La riduzione associata alla terapia con corticosteroidi nella durata della ventilazione meccanica e della sedazione può anche avere un impatto positivo sui sintomi del disturbo da stress post-traumatico a lungo termine e sulla funzione cognitiva.
10. Scalabilità |
Il basso costo e l’ampia disponibilità rendono la terapia con corticosteroidi facilmente equa e disponibile a livello globale in diversi contesti di reddito.
Risposta ipotalamo-ipofisi-surrene (HPA) in COVID-19. Il pannello di sinistra mostra una risposta intatta dell’asse HPA allo stress che porta alla downregulation di NF-kB. Il pannello di destra mostra i meccanismi potenzialmente coinvolti in una risposta compromessa dell’asse HPA allo stress in COVID-19. COVID-19 può essere associato a CIRCI, come risultato dell’inibizione dell’asse ipotalamo-ipofisi-surrene (HPA) a uno o tutti i suoi livelli, come mostrato dalle X rosse: (1) Ipotalamo (CRH/AVP), (2) ghiandola pituitaria (ACTH/AT2/ACE2), (3) corteccia surrenale (cortisolo) e (4) tessuti bersaglio (sistema di segnalazione del recettore dei glucocorticoidi). Nel CIRCI, la resistenza del tessuto bersaglio ai glucocorticoidi può verificarsi anche in presenza di livelli elevati di cortisolo circolante. SARS-CoV-2 ha un epitopo che si lega all’enzima ACE2, facilitando l’ingresso nelle cellule ospiti, che potrebbe influenzare la funzione dell’asse HPA a livello (2). SARS-CoV-2 potrebbe avere un peptide che mima l’ACTH che potrebbe agire come agonista o antagonista a livello del recettore dell’ACTH (3). Il trattamento con glucocorticoidi a lungo termine è indicato quando la produzione di cortisolo e/o la sensibilità dei tessuti bersaglio al cortisolo sono compromessi (Supplemento online per riferimenti supplementari). CIRCI Insufficienza corticosteroidea correlata a malattia critica, ormone di rilascio della corticotropina CRH, AVP arginina-vasopressina, enzima di conversione dell’angiotensina 2 ACE2, angiotensina 2 AT2, corticotropina ACTH, recettore dei glucocorticoidi GR - alfa, proteina del calore HSP, shock co-agente immunofilvino FKBP, GRIP1 p65/p50 fattore nucleare (NF)-kB
I dati recenti sulla terapia con corticosteroidi rappresentano una pietra miliare nella gestione del COVID-19, mentre rimangono molte domande. Gli sforzi per l’implementazione globale dei protocolli di trattamento con corticosteroidi dovrebbero essere supportati da dati sulla generalizzabilità degli effetti osservati in studi randomizzati e controllati in sottogruppi di pazienti, popolazioni diverse e impostazioni delle risorse.
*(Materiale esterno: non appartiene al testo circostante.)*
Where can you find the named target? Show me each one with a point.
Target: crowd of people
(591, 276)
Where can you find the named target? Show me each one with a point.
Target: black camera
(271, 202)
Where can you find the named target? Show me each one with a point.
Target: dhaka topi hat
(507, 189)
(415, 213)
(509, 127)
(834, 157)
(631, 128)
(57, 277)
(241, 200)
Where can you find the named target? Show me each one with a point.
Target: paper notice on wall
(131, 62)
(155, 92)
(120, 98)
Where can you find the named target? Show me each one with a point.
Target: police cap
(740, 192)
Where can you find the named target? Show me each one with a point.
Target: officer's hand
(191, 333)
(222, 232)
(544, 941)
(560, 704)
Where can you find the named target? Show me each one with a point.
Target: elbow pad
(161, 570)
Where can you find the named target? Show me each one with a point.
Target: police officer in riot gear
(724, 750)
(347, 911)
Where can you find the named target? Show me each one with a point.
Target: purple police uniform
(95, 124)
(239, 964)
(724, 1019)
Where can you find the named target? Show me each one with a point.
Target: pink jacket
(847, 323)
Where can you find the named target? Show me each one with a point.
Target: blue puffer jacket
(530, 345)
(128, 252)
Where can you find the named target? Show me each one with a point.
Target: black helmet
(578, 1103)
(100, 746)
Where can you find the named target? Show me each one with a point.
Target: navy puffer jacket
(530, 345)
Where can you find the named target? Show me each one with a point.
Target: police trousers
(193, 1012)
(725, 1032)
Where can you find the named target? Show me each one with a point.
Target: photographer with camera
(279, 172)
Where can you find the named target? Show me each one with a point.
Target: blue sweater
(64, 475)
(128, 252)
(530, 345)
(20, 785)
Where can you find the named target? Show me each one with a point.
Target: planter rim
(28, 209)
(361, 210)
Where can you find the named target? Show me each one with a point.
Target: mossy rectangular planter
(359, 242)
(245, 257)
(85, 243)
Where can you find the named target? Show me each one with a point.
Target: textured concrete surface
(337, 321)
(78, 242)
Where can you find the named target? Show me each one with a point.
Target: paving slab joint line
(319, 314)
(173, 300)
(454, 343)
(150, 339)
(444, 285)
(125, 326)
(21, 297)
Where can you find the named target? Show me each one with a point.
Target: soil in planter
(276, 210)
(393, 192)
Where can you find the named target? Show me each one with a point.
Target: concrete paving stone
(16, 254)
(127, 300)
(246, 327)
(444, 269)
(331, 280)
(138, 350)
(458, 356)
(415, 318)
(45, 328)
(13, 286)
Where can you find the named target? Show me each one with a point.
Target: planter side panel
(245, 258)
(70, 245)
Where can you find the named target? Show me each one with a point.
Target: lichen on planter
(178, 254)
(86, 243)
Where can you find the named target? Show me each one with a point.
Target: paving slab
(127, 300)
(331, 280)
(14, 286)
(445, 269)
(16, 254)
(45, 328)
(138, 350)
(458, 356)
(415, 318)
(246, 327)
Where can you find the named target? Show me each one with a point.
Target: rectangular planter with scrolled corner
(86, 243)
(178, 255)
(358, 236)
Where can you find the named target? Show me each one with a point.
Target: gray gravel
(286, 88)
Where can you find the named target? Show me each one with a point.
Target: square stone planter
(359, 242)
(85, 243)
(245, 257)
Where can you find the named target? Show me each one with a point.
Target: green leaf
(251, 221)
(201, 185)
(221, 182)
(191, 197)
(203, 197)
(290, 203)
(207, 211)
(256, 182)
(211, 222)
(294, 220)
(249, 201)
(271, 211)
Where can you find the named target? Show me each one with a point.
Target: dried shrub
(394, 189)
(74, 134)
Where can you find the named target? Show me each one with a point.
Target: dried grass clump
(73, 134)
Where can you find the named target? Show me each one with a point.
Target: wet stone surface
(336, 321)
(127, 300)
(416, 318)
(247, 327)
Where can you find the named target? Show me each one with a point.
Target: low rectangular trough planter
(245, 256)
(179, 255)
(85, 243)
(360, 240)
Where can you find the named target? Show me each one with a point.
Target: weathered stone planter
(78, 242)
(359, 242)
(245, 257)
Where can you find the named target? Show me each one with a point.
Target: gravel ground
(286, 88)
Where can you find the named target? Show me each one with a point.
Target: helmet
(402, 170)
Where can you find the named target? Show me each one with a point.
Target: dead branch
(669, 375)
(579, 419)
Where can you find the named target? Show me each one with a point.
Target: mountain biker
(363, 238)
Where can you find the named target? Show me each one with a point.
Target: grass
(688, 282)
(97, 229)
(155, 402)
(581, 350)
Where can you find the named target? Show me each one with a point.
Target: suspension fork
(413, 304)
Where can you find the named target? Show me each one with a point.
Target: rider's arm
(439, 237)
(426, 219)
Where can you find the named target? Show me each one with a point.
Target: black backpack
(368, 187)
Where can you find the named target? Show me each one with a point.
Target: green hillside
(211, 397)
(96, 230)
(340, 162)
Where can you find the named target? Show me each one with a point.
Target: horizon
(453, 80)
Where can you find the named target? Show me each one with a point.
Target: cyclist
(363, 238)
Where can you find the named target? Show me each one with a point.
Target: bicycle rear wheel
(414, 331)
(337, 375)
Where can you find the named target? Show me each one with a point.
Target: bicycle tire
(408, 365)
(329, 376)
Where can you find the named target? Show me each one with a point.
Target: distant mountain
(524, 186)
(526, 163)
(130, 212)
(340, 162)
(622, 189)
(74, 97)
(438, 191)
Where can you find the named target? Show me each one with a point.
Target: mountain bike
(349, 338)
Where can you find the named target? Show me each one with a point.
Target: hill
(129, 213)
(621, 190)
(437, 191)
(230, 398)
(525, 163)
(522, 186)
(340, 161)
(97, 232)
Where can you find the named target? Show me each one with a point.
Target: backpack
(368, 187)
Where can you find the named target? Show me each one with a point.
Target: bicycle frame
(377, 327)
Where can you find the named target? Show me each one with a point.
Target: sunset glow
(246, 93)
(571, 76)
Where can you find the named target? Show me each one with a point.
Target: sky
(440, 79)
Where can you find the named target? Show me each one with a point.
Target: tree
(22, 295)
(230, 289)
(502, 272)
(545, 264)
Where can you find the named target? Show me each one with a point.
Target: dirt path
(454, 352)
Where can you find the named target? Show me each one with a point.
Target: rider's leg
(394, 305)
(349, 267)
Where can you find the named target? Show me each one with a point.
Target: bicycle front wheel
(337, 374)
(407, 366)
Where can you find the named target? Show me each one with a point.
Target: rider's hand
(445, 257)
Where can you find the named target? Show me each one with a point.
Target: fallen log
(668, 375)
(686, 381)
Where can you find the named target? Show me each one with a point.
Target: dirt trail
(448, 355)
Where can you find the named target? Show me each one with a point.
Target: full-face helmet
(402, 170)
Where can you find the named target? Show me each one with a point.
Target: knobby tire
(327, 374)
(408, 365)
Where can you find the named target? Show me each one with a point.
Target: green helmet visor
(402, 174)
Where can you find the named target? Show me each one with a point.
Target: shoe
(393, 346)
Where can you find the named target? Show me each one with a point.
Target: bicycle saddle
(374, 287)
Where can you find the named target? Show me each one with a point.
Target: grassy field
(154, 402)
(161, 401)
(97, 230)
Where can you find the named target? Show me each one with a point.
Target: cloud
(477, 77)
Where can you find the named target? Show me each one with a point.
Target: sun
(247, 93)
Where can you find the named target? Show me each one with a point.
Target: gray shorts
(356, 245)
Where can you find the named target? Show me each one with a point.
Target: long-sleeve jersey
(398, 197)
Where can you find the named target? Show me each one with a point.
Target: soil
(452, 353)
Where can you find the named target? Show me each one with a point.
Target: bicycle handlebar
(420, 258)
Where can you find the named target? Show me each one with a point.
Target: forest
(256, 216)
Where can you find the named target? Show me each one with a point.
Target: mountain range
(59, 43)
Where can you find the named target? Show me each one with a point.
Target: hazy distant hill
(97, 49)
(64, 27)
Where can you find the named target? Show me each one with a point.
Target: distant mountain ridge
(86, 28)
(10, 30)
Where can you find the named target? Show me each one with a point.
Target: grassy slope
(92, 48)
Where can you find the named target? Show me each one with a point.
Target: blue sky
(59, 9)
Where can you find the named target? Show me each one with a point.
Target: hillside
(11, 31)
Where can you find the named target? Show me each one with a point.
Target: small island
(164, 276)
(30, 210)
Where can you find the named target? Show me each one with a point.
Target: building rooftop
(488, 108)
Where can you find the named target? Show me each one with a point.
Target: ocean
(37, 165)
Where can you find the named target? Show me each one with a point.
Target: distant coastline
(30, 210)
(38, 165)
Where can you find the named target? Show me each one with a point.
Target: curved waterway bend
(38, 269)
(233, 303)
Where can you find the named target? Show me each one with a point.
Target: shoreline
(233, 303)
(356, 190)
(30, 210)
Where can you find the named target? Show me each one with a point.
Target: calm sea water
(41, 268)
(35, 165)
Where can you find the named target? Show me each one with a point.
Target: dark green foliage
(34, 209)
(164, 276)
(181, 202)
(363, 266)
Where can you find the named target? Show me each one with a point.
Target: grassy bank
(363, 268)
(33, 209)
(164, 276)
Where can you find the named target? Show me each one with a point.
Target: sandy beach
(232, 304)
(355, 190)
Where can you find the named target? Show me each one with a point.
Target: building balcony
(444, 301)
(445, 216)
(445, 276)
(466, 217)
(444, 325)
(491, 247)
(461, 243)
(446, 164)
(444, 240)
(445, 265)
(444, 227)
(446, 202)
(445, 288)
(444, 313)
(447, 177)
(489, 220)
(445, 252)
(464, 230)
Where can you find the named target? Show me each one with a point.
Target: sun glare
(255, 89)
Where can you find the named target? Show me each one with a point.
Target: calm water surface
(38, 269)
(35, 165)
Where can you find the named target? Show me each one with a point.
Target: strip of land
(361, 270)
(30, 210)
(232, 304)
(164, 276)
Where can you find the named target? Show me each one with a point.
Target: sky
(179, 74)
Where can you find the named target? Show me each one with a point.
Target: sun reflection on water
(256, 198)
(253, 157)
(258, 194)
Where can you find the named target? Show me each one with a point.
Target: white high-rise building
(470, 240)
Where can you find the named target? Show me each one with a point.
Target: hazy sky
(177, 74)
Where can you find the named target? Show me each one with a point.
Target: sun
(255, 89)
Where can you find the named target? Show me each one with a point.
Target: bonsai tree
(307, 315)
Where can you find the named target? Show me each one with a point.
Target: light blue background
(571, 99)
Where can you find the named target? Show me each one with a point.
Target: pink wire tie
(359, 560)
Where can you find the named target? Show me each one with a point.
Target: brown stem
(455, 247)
Sono necessari ulteriori dati per valutare l’impatto del tipo di corticosteroide, del momento di inizio, della dose, della modalità di somministrazione, della durata e della riduzione graduale della dose sull’esito. E anche per (i) identificare le modalità per adattare la dose e la durata del trattamento in base ai parametri di laboratorio di ossigenazione e infiammazione e (ii) valutare l’impatto di co-interventi volti a migliorare la risposta alla terapia con corticosteroidi.
Attualmente sono disponibili dati limitati sull’impatto della terapia corticosteroidea sulla replicazione del SARS CoV-2 e sui potenziali benefici del trattamento antivirale concomitante. Dovrebbe essere esplorata l’interazione tra la terapia con corticosteroidi e altre terapie COVID-19, come gli interferoni (IFN) e gli anticoagulanti.